Oh, how I despair for the next generation of comedy writers.
It’s not just comedians who are avoiding college campus gigs because students are hypersensitive – it’s student writers themselves who are marking certain subjects off-limits.
The Daily Pennsylvanian has a nice little feature on how Penn students in comedy groups are reacting to the Charlie Hebdo massacre. The wrong way, pretty much:
“There are certain ways you can talk about certain groups,” said Rosa Escandon, College senior and head writer for Bloomers — an all-female comedy group on campus. “I like to think that all jokes are okay as long as it’s making the joke about society rather than about the victim of society.”
“Victim of society”? What does that even mean?
In theory, anything you want it to mean.
It would seem to apply to the oppressed religious and ethnic minorities who lashed out at a sneering society by shooting up a cartoon office, as well as the stereotypical villains in the dorm.
Accused students under the thumb of campus sexual-assault tribunals that deny them due process easily qualify as “victims of society” – yet barbs directed at alleged rapists are all the rage (in particular a certain former Jell-O spokesman).
The most recent episode of The Mindy Project mines the “nerd virgin” stereotype for big laughs, even though we know from personal stories told by MIT professor Scott Aaronson and others that the perceived judgment of society drove these awkward loners into pits of despair. (It’s a hilarious episode.)
Even victims that we could all agree on – let’s say orphans – are frequently the butt of jokes. Remember the recurring orphans on The Simpsons and that ghastly bronchial wheeze? It’s funny because, as a University of Colorado humor researcher would say, it’s a “benign violation.”

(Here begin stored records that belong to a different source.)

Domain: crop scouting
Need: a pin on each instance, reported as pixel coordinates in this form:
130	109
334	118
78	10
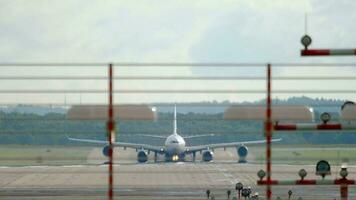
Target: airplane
175	149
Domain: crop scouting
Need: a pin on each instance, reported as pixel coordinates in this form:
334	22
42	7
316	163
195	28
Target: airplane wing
197	136
165	137
225	145
121	144
152	136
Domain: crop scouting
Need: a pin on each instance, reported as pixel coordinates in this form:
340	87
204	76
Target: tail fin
175	121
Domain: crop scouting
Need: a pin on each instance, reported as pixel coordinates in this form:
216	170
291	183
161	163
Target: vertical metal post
344	191
268	133
111	131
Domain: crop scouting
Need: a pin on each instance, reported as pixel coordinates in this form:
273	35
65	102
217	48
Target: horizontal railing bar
172	64
176	91
174	78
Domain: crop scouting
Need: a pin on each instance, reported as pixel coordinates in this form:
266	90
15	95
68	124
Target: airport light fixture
261	174
325	117
344	172
306	41
302	173
290	194
323	168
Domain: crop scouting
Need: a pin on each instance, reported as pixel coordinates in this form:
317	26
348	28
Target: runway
152	180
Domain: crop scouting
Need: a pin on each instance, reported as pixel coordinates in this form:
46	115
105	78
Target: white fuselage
174	145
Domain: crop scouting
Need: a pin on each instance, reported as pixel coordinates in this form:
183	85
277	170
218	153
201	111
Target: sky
254	31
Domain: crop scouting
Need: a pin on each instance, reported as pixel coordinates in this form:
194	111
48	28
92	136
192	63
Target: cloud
175	31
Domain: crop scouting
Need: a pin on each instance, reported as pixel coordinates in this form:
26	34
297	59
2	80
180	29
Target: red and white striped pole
111	131
312	126
328	52
268	133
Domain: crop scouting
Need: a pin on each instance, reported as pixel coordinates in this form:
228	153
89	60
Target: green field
21	155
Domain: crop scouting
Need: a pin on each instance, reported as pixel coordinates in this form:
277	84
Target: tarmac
182	180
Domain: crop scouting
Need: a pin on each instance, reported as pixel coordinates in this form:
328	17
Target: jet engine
106	151
207	156
142	156
242	152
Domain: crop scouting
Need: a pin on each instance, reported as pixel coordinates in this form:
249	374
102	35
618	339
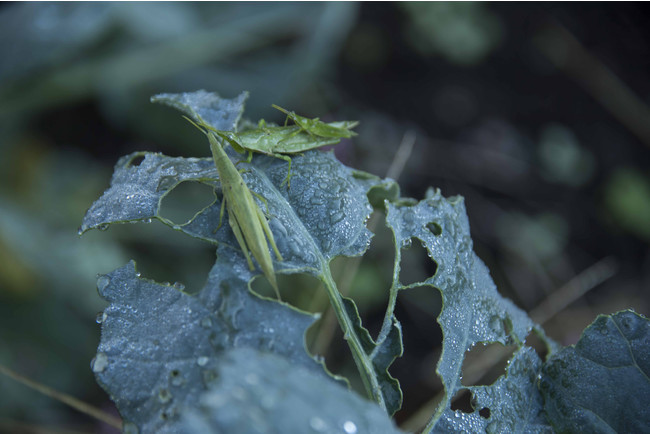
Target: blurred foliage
463	32
627	199
494	121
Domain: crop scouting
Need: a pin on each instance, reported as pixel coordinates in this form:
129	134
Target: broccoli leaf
602	383
264	393
473	311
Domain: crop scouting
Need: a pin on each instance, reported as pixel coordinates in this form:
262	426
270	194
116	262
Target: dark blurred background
536	113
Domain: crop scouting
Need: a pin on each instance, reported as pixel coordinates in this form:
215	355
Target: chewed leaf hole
136	161
415	265
484	364
462	401
534	341
484	412
417	309
185	200
435	228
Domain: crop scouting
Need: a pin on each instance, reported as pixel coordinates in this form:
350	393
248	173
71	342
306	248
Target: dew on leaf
99	363
102	282
101	317
129	428
317	424
164	396
209	376
350	427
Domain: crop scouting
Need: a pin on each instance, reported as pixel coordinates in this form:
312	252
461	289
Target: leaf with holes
259	392
472	311
602	383
321	217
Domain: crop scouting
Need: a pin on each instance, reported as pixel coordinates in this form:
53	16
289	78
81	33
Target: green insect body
246	219
316	127
278	140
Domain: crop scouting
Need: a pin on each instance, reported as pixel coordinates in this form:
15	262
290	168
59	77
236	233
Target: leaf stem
361	359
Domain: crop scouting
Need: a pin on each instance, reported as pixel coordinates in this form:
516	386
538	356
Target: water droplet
101	317
216	400
176	378
496	324
102	282
317	424
164	396
99	363
349	427
336	217
434	228
252	379
239	393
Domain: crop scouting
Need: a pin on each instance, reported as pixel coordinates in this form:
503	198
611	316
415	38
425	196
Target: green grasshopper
316	127
244	216
275	141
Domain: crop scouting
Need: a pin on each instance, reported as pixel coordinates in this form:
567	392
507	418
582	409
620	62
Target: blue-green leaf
160	347
261	393
602	384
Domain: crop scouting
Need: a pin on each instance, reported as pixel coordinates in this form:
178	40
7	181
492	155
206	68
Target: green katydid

And if victims are off-limits, it’s not a stretch to say that putting their oppressors in a humorous light only diminishes their evil, as Escandon herself found out:
In terms of religion, though, the group admits that it is often difficult to preserve the comedic value of their material without offending someone. Escandon — a 34th Street Lowbrow editor — admits that she has even had small generational disputes with her mother after telling her that Bloomers had performed a skit called “Imperialists Anonymous.”
“My mother heard the words ‘there was someone playing Hitler,’” Escandon said, laughing, “and she was like ‘Oh my God, Rosa, that is not okay.’”
Rather than saying “you can’t joke about X,” Bloomers would do well to consider that humor is an inherently community activity that creates an “us” and a “them,” not a victim and an oppressor.
In his book The Morality of Laughter, F.H. Buckley argues that humor only works if there’s a “social tie” between the wit and the audience, “a solidarity with the jester in laughing at the butt,” in the words of one reviewer:
The laughter is judgmental. The jester has proclaimed his superiority over the butt, and the listener who laughs agrees. “There is no laughter without a butt, and no butt without a message about a risible inferiority.”
The good news is Bloomers doesn’t seem to taking its head writer’s philosophy too seriously, because this sketch is funny enough to get the writers fired from the Michigan Daily. “Hey, I’m diggin’ that tattoo of gender.”